I also loved the very quick shot Rapaport captures at the film’s opening which depicts the final night of that same tour as Phife and Q-Tip prowl the stage walking opposite from each other, an on-stage moment effectively mirroring their own disintegrating friendship. But then, by the end of the film, Rapaport gives us a moment during the 2010 reunion tour, which shows Q-Tip and Phife happily rehearsing together and dancing in unison.

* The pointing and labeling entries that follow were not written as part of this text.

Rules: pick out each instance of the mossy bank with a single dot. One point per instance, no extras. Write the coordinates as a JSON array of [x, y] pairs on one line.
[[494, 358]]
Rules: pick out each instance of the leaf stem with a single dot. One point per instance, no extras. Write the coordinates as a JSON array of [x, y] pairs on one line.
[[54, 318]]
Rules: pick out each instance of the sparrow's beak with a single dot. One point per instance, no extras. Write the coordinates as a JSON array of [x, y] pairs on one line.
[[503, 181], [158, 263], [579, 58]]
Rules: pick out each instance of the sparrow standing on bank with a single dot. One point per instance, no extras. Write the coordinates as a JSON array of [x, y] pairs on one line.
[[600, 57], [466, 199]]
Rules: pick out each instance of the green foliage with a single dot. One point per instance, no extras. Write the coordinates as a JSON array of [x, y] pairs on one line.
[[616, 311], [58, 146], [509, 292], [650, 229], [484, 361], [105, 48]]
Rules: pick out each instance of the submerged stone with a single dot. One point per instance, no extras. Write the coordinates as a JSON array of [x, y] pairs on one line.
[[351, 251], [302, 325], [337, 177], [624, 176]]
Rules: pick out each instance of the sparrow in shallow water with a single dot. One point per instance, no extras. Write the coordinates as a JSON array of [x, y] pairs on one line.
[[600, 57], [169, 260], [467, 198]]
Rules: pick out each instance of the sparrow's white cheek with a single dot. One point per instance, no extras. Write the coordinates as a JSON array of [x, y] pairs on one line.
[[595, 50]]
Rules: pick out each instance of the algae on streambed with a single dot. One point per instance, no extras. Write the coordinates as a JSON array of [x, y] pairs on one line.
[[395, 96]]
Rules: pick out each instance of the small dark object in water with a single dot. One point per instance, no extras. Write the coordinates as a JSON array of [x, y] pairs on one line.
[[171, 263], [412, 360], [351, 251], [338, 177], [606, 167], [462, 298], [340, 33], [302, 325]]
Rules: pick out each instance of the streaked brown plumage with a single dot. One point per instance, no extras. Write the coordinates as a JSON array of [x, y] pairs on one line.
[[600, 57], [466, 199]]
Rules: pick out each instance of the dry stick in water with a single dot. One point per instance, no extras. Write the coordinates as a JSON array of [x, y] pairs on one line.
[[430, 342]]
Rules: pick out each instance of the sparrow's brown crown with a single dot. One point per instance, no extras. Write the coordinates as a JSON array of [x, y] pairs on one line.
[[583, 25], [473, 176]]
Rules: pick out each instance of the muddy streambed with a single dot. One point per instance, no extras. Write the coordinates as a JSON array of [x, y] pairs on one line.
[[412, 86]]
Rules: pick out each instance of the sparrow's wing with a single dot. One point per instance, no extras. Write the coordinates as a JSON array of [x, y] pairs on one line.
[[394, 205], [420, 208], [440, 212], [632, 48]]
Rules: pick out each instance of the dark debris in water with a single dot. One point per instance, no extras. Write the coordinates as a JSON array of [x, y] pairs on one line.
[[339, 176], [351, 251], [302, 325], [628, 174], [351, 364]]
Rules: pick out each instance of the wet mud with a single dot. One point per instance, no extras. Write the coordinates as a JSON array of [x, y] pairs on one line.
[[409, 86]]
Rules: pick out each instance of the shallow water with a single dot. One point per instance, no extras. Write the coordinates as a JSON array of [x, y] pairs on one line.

The greatest irony of “Beats, Rhymes & Life” comes directly from Q-Tip and Phife Dawg themselves. It was just so astonishing to me to see how these two men, these masterful wordsmiths with intensely magnetic personalities on stage and screen, utterly engaging interviews subjects are able to find an ocean’s worth of words to say to absolutely everyone except each other. With this, Rapaport shows this friendship, with all of its tensions and unbreakable bonds with such an eloquence and truth and it gives the film as a whole a greater and rock solid foundation.

As Phife Dawg rhymes with unquestionable ebullience, “Microphone check…1…2…what is this?” I will just as emphatically tell you what this is. This is a film thunderously about beats. This is a film beatifically about rhymes. This is a passionate film about the tenuous and majestic nature of life filtered through the realization of shared artistic dreams and life long friendships. For me, “Beats, Rhymes & Life” stands even taller than “Rush: Beyond The Lighted Stage” (2010) and this year’s “Foo Fighters: Back And Forth,” two recent and excellent music documentaries.

While my skepticism surrounding hip-hop may still be present, as far as A Tribe Called Quest is concerned, I am a firm believer. Furthermore, I believe that “Beats, Rhymes & Life: The Travels Of A Tribe Called Quest” is easily one of 2011’s high points.